Your itemized deductions have to be more than your standard deduction before you will see a change in your tax owed or tax refund. The deductions you enter do not necessarily count “dollar for dollar;” many of them are subject to meeting tough thresholds—medical expenses, for example, must meet a threshold that is pretty hard to reach. The software program uses all the IRS rules that apply to the expenses you enter, and it tells you if you have enough to use your itemized deductions or if using the standard deduction is more advantageous for you. Under the new tax laws, some deductions have been capped—there is a $10,000 limit to the itemized deductions for state, local, property and sales taxes.
Your standard deduction lowers your taxable income. It is not a refund.
2019 Standard Deduction Amounts
Single $12,200 (+ $1650 65 or older)
Married Filing Separate $12,200 (+ $1300 if 65 or older)
Married Filing Jointly $24,400 (+ $1300 for each spouse 65 or older)
Head of Household $18,350 (+ $1650 for 65 or older)
Look on line 9 of your 2019 Form 1040 to see your itemized/standard deduction amount
You are posting from online Self-Employed. Are you confusing the business expenses you can enter on a Schedule C with the other deductions you can enter on a Schedule A?
If it's giving you the Standard Deduction and not showing you Schedule A you can check the actual amount of itemized deductions by using by going to
Tax Tools on left
Tools - Topic Search (top left box)
Type in itemized deductions, choosing. It should highlight that in the list, click on GO
Then Click on "Change my deduction". That will display the actual amount of itemized deductions vs. the standard deduction. (Be sure to uncheck "Change my deduction" after checking it so you do not lock in the wrong deduction.
How to change between the Standard Deduction and Itemized Deductions
https://ttlc.intuit.com/community/accessing/help/how-do-i-change-from-the-standard-deduction-to-item...

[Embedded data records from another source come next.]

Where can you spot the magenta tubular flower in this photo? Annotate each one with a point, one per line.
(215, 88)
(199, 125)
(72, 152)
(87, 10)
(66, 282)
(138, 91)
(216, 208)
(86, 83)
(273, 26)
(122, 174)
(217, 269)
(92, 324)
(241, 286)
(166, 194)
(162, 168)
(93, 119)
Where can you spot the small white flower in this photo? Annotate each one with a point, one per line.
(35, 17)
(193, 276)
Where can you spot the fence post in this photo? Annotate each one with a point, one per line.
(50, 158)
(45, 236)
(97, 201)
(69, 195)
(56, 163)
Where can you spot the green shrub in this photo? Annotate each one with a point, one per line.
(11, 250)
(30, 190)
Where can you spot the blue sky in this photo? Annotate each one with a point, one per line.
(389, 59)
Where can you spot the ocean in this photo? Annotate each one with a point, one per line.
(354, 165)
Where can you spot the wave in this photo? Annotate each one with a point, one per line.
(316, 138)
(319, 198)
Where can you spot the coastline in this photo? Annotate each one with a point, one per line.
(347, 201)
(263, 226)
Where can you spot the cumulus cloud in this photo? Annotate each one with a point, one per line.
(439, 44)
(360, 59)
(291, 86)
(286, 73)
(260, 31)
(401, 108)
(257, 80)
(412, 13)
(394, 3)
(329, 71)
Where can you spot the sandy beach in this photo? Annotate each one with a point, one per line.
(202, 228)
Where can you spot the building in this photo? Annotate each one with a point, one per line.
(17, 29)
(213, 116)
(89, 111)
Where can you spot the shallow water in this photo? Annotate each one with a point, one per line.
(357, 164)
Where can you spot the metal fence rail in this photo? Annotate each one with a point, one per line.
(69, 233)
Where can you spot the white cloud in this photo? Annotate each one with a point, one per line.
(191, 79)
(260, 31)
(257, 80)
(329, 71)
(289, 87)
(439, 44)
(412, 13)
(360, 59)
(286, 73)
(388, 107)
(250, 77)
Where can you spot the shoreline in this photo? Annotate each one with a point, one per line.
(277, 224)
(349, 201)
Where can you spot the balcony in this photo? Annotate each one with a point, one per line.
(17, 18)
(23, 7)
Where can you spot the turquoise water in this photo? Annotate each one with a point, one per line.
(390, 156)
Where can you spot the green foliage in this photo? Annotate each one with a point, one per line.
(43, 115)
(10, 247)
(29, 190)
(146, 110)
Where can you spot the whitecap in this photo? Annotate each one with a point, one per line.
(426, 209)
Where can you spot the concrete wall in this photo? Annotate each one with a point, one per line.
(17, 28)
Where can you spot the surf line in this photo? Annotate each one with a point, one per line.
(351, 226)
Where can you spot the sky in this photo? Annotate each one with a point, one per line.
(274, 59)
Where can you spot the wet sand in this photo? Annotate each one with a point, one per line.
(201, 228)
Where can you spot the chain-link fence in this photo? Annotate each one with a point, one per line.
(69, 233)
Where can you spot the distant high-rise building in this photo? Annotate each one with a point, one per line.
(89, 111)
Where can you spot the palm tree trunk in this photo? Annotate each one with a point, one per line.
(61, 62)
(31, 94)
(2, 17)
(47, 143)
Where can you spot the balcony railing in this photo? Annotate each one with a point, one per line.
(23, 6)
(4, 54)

Another possibility. If you are married, but are filing separate returns, then if your spouse took the standard deduction, that means you to *MUST* take the standard deduction. It doesn't matter that your itemized deductions may be more.
If you are looking at the summary screen in the deductions and credits section then be aware you cannot count the credits as they are not part of the Sch A and you must take the SALT limitation & medical AGI reduction into consideration.
Quite likely Alternative Minimum Tax (AMT). Does your tax return have a number on Line 1 of Schedule 2 (which comes from Form 6251)? If so that is probably it.
Some of the Itemized deduction do NOT count for AMT. When you are subject to AMT, that effectively means those Itemized deductions are useless.